Overview
Teaching: 10 min
Exercises: 0 minQuestions
What is ENA?
What do I submit to ENA?
How can I submit?
Objectives
Explain the parts of the data model: Study, Sample, Experiment, Run, Analysis.
Explain the different types of submissions.
European Nucleotide Archive (ENA)
The ENA is a repository providing submission of, and access to, annotated DNA and RNA sequences.
It also stores complementary information such as experimental procedures, details of sequence assembly and other metadata related to sequencing projects.
Submissions are represented using a number of different metadata objects. Before submitting data to ENA, it is important to familiarise yourself with the ENA metadata model and what parts of your research project can be represented by which metadata objects. This will determine what you need to submit.
-
For example, a publication is typically associated with a study (project), sequenced source material is represented using samples, and sequencing experiment details are captured by the experiment object.
-
Note that data files are also submitted by associating them with metadata objects. Sequence read data is associated with run objects while other data files are associated with analysis objects.

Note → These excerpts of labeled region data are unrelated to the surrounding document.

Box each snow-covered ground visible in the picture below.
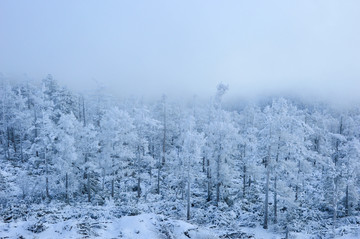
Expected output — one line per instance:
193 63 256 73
0 214 218 239
0 211 360 239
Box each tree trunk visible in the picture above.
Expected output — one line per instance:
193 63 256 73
111 177 115 198
44 148 50 199
137 175 141 198
263 146 271 229
345 185 349 216
243 165 246 198
156 158 161 194
186 165 190 220
65 173 69 204
82 97 86 126
87 173 91 202
216 153 220 206
263 168 270 229
274 176 277 224
206 159 211 202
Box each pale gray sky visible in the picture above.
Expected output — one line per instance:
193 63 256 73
0 0 360 100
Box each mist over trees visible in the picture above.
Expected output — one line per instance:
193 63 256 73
0 75 360 235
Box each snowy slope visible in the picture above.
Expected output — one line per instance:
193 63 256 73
0 214 218 239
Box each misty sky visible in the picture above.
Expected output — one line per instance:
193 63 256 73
0 0 360 101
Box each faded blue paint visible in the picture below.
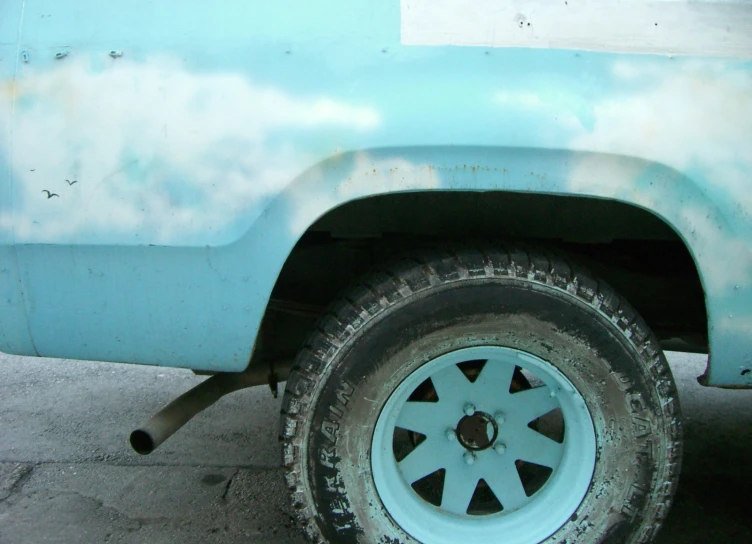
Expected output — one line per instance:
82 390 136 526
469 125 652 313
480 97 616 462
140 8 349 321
0 0 752 385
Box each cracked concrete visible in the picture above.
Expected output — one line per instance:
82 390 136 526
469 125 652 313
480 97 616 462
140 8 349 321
0 354 752 544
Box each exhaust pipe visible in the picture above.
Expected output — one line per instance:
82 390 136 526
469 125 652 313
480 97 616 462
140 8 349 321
130 360 292 455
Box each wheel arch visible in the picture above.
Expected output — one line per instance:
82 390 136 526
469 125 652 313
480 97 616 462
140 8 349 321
251 147 723 378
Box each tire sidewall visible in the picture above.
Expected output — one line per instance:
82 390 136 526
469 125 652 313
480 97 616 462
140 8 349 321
301 279 680 544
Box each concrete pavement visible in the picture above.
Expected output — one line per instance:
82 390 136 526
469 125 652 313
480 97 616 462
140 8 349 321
0 354 752 544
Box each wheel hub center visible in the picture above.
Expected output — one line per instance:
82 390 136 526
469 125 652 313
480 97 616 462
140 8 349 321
457 412 499 451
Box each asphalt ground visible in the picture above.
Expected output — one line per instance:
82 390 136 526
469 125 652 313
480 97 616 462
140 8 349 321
0 353 752 544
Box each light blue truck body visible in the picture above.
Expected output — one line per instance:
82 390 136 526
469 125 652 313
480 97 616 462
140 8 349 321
0 0 752 386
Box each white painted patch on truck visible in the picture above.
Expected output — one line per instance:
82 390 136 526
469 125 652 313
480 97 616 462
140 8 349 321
0 57 381 245
400 0 752 59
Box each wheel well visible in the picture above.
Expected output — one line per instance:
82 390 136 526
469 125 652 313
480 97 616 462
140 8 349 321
252 192 708 363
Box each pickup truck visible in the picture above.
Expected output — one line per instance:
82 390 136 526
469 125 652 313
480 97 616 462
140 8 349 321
0 0 752 544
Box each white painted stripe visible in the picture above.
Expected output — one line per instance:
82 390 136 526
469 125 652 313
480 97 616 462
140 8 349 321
401 0 752 59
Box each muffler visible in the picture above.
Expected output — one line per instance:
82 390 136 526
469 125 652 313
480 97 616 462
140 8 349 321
130 360 292 455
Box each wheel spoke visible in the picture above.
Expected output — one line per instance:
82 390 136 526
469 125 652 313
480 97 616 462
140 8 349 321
441 467 478 514
514 429 564 468
396 401 450 436
431 365 470 403
473 359 515 401
483 458 529 511
509 385 559 424
399 438 445 484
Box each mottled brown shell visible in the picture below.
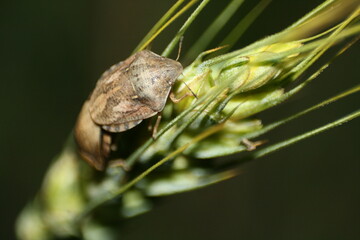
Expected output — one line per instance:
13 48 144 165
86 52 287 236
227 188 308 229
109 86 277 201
89 50 183 132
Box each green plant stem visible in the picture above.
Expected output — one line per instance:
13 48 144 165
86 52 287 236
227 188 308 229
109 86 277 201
250 110 360 159
75 124 223 222
185 0 244 59
132 0 185 54
220 0 271 52
161 0 210 57
244 85 360 138
137 0 198 51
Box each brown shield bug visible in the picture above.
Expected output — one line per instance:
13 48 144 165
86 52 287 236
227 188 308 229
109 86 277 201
74 50 183 170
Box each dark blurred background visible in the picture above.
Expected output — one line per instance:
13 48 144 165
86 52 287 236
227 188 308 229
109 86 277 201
0 0 360 240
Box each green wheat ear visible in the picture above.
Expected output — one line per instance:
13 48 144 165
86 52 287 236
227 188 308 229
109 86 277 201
16 0 360 240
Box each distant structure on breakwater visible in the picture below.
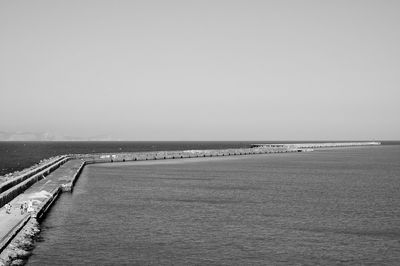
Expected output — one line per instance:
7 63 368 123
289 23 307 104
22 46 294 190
251 141 381 149
0 142 381 265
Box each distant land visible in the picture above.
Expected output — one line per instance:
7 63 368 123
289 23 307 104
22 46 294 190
0 131 118 141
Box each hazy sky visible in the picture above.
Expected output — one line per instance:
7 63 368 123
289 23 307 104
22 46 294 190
0 0 400 140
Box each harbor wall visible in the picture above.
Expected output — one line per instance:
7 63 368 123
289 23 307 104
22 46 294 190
251 141 381 149
74 147 298 164
0 156 70 208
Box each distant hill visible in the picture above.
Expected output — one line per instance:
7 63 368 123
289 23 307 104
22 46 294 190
0 131 117 141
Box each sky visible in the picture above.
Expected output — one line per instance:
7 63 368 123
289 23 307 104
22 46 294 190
0 0 400 141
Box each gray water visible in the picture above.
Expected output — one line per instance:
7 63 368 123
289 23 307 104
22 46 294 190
28 146 400 265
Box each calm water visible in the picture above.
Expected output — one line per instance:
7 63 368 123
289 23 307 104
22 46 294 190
28 146 400 265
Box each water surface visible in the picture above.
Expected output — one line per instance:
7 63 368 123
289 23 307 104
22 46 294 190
28 146 400 265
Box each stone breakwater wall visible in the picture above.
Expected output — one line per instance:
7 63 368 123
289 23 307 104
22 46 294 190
251 141 381 149
0 155 70 208
71 147 299 164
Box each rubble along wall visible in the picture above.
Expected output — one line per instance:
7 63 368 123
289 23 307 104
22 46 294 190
75 147 299 164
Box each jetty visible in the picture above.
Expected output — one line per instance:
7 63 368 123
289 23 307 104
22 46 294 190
0 142 380 265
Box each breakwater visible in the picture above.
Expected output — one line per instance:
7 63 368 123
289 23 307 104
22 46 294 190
0 155 70 210
251 141 381 149
71 147 299 164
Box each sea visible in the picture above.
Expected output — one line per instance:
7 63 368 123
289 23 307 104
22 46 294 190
0 142 400 265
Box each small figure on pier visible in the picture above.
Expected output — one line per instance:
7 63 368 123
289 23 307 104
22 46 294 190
6 203 11 214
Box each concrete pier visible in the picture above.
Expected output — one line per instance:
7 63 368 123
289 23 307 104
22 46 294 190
0 159 84 265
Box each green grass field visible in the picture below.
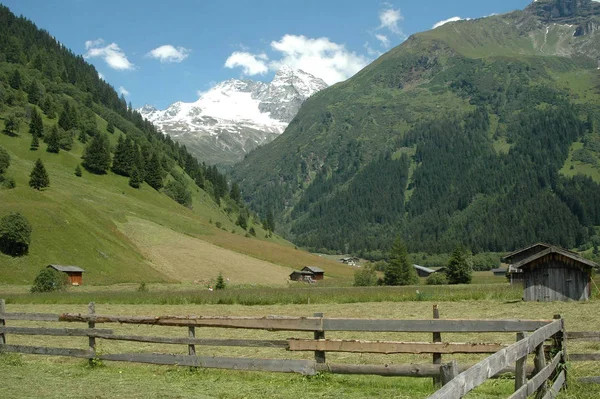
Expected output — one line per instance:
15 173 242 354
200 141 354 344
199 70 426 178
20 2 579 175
0 300 600 399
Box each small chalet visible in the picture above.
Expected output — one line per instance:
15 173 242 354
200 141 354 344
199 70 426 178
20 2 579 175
502 242 552 285
492 268 507 276
511 246 598 302
290 270 314 282
302 266 325 280
48 265 85 285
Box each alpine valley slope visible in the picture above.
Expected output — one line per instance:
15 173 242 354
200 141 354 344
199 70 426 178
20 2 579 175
234 0 600 256
139 66 327 165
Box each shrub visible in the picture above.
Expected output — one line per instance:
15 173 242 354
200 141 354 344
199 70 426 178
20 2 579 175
31 267 69 292
426 273 448 285
0 212 31 256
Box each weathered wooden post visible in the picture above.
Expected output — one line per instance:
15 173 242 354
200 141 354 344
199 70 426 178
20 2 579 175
515 332 527 391
440 360 459 385
0 299 6 345
188 326 196 356
553 314 567 389
314 313 325 363
88 302 96 366
433 305 442 387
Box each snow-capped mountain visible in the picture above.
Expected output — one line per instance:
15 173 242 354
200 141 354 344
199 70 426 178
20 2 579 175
138 66 327 164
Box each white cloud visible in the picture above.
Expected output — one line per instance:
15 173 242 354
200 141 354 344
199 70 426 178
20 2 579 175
375 34 390 48
147 44 191 63
225 51 269 76
83 39 135 71
378 4 404 35
431 17 471 29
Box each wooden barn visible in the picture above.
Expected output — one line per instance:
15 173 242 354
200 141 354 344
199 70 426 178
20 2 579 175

The full metadata model with relationships between the different types of objects is illustrated below.
-
Study: A study (project) groups together data submitted to the archive and controls its release date. A study accession is typically used when citing data submitted to ENA. Note that all associated data and other objects are made public when the study is released.
-
Sample: A sample contains information about the sequenced source material. Samples are associated with checklists, which define the fields used to annotate the samples. Samples are always associated with a taxon.
-
Experiment: An experiment contains information about a sequencing experiment including library and instrument details.
-
Run: A run is part of an experiment and refers to data files containing sequence reads.
-
Analysis: An analysis contains secondary analysis results derived from sequence reads (e.g. a genome assembly),
-
Submission: A submission contains submission actions to be performed by the archive. A submission can add more objects to the archive, update already submitted objects or make objects publicly available.
What to submit
-
Study - place-holder for the project; needs to be done first
-
Sample - place-holder for the biomaterial information; second thing to do
-
Raw reads - both the sequencing information (Experiment) and the data files (Run); last thing to do
Ways to submit
- Interactive - using browser
- Webin-CLI - command-line submission interface
- Raw reads only
- validate, upload and submit in a single step
- write a manifest file
- Programmatic submission - XML document submitted using cURL
Key Points
European Nucleotide Archive (ENA) stores annotated DNA and RNA sequences.
Submissions are represented using a number of different metadata objects.
Study, sample and raw reads are the objects to be submitted.
Submissions can be done via browser, command-line interface (raw reads only) or programmatically.